Time to see, not just speculate, but actually see if any to all of those moves the Arizona Cardinals made in the offseason are going to pay off. Of course, there’s still time to speculate.

My scales are out. Let’s weigh these new Cardinals one major acquisition at a time. Pros, cons, strengths, weaknesses, intangibles, hair color, lunch meat preferences, I’ll leave no stone unturned for making my best educated guess regarding what you can expect from Arizona’s prominent new faces this season.

We start with Carson Palmer.

Durability - Kevin Kolb might have actually worked out for the Cardinals had he the ability to stay on the field. Palmer is a sturdy 6'5" 235 pounds. Since 2004, he's played a full season every year but once. And the 2008 injury was an elbow issue, which is something that could happen to tennis players, golfers or gardeners. Agility - Palmer is 33 and has been damn near immobile for more than three seasons. He's not going to miraculously turn frisky.

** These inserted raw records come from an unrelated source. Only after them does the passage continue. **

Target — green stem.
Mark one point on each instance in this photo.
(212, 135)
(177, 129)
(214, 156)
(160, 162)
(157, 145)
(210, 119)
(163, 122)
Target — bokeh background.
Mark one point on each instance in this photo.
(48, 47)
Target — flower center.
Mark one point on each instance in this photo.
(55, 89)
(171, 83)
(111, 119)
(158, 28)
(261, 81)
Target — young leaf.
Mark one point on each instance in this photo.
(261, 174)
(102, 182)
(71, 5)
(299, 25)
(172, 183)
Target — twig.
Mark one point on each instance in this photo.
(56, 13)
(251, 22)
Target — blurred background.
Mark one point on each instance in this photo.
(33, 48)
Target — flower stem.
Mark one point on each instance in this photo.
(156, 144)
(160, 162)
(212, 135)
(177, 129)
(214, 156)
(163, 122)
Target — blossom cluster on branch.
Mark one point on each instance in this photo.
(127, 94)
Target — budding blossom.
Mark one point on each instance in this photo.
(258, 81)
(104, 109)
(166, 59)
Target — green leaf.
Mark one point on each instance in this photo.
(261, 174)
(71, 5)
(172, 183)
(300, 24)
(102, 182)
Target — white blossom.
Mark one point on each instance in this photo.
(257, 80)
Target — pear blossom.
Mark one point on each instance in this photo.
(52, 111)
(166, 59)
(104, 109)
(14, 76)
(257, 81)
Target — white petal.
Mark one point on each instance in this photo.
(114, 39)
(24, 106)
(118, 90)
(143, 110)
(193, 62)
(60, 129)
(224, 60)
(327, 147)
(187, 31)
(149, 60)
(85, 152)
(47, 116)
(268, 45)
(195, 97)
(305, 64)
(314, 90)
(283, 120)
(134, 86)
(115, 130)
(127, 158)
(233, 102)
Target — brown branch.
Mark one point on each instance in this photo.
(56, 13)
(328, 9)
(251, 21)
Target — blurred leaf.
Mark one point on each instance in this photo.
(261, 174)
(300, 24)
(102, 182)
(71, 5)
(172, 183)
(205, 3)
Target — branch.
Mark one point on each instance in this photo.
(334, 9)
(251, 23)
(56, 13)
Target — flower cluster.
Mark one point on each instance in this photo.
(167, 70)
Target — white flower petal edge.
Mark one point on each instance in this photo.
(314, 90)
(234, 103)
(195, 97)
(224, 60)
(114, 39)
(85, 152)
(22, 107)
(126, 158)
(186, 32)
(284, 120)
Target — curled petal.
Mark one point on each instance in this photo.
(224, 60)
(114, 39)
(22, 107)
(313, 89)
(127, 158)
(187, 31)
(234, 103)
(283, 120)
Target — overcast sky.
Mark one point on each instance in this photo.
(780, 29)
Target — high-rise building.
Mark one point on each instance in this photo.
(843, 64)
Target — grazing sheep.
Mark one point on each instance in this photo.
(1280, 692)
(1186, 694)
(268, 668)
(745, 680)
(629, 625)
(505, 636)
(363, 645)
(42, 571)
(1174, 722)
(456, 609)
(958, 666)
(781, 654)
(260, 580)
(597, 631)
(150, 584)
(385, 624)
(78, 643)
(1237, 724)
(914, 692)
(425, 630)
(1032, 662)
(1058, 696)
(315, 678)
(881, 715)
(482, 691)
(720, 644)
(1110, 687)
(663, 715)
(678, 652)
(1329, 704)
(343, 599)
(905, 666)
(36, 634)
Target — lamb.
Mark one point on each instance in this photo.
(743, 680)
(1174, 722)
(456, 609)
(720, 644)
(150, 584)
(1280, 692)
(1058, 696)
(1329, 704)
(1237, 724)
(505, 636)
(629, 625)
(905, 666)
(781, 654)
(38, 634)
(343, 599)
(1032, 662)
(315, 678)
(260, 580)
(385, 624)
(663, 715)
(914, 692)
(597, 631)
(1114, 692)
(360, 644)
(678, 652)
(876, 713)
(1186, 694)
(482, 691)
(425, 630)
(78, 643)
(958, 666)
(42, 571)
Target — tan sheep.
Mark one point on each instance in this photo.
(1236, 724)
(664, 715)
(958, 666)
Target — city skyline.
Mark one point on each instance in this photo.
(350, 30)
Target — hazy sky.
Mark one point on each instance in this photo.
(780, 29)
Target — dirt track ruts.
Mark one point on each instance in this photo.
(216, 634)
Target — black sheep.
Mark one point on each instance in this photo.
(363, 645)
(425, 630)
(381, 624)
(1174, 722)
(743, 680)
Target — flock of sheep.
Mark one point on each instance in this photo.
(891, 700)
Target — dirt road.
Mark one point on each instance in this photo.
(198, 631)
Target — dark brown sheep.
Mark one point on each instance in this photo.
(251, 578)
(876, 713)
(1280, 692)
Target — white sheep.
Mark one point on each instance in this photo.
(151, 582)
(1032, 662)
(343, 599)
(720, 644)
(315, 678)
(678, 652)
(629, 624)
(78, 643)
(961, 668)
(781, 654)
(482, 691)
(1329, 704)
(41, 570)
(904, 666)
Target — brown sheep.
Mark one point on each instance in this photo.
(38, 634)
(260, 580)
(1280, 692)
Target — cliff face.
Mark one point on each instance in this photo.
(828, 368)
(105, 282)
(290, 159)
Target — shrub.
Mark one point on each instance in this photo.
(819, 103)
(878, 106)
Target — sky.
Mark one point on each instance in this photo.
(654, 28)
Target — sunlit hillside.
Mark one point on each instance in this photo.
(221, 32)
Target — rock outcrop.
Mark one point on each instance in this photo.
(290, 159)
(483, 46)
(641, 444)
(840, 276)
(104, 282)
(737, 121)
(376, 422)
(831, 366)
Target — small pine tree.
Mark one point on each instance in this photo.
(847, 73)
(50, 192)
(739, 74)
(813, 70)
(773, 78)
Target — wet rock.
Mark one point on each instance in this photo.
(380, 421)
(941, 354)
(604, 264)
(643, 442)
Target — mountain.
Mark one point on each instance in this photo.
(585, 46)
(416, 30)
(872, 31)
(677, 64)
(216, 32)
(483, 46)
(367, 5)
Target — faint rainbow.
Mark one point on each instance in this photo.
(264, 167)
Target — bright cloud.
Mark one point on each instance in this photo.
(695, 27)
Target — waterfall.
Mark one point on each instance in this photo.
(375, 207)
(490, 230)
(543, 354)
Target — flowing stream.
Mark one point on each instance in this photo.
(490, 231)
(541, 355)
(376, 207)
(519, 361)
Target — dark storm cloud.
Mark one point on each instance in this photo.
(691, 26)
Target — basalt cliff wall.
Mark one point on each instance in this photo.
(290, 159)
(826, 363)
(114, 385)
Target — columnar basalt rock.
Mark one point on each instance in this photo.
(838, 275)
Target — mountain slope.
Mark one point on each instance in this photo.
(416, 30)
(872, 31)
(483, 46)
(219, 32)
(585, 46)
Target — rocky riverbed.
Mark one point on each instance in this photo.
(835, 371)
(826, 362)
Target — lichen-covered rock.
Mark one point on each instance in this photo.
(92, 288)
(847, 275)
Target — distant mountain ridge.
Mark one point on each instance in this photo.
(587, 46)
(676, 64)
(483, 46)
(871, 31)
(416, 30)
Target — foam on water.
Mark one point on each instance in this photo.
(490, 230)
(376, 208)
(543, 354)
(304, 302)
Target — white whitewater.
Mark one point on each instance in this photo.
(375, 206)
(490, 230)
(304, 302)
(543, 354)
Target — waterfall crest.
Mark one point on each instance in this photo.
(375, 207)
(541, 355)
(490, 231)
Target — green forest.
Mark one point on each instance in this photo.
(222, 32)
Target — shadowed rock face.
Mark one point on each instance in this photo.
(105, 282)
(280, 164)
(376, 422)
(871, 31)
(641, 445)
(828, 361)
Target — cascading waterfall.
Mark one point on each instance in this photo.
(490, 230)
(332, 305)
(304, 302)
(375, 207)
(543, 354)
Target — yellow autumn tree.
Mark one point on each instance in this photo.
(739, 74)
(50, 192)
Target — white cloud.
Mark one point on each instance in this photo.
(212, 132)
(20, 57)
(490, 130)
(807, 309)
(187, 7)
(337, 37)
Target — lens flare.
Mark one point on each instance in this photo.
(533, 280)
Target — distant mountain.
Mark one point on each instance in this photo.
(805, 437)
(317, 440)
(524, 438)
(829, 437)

This is a feet-nailed-to-the-turf pocket quarterback, which means he better be durable, he better be tough, because he's going to get hit like one of those weighted punching bags for kids.
Intelligence - Carson Palmer doesn't take a beating because he knows how to get rid of the football. Despite being the slowest quarterback in the league, Palmer has only been sacked more than 26 times in a season once, and never more than 36 times. By comparison, perennial MVP candidate Aaron Rodgers was sacked 51 times last year and has been sacked 167 times over the course of his last 61 games. During that same time span, the much slower, dare I say plodding, Palmer has been sacked just 106 times. His new offensive line - I know Levi Brown is back at LT, Bobby Massie is coming off a solid rookie season at RT, and the team spent a top ten pick in the draft on a guard, but recent history can not be changed to protect the present. Over the last three seasons, the Cards offensive line has been the worst in the NFL at protecting the quarterback. Rodgers has been sacked an unreasonably high total of 167 times in 61 games? Well, Cardinal quarterbacks have been sacked 181 times over that same span of games.
Consistency - Palmer is a lock to complete six of every ten passes. Hasn't mattered how good or bad his line has played, or how consistent or inconsistent his receivers have been, Palmer has completed over 60 percent of his passes every healthy season since 2004. Consistency - Carson Palmer is what he is. A middle-of-the-road starting quarterback. He's posted an 80-plus quarterback rating every season since 2004, but he hasn't broken 90 since 2006. A consistent 80-plus score places you safely between the 14th and 20th-rated passers in the league. That's an upgrade from the post-Warner Cardinal era, but you should trust that Palmer isn't going to revert back to his Pro Bowl days of 2005 and 2006.
Professionalism - For the first time in his career, Carson Palmer won't have to babysit his receivers. Chad Johnson, the late Chris Henry, Darrius Heyward-Bey, Louis Murphy -- after relying on this string of malcontents, what a breath of fresh air Larry Fitzgerald must be for Palmer. Someone who works hard, who organizes workouts, who is more concerned with how he's going to score than how he's going to celebrate? Wow, Palmer must feel like Pretty Woman right about now. Whether or not you want to, you can probably picture him singing "Kiss" by Prince during a bubble bath. The Competition - Palmer represents an upgrade at the position for the Cardinals, but few NFL analysts would argue with the statement that every team in the NFC West not only has a better quarterback than the Cardinals, but a much younger one as well. The ceiling is made of thin glass in St. Louis, Seattle and San Francisco to accommodate the potential rise in play from their young signal callers, where Palmer's ceiling is made of reinforced steel.

THE CONCLUSION

Now that all has been weighed and measured, I have deduced that Carson Palmer can be viewed as a definitive upgrade at the position of quarterback for the Arizona Cardinals. He'll take fewer hits, he'll endure more punishment, he'll provide improved leadership and he'll get Larry Fitzgerald back among the league leaders in receptions. However, at this stage in Palmer's career, he's not a game-changer. Oh sure, he could be worth an extra win or two, but he doesn't take the Cardinals from 5-11 to playoff contention, and the need for finding the quarterback to build the team's future around remains every bit as pressing.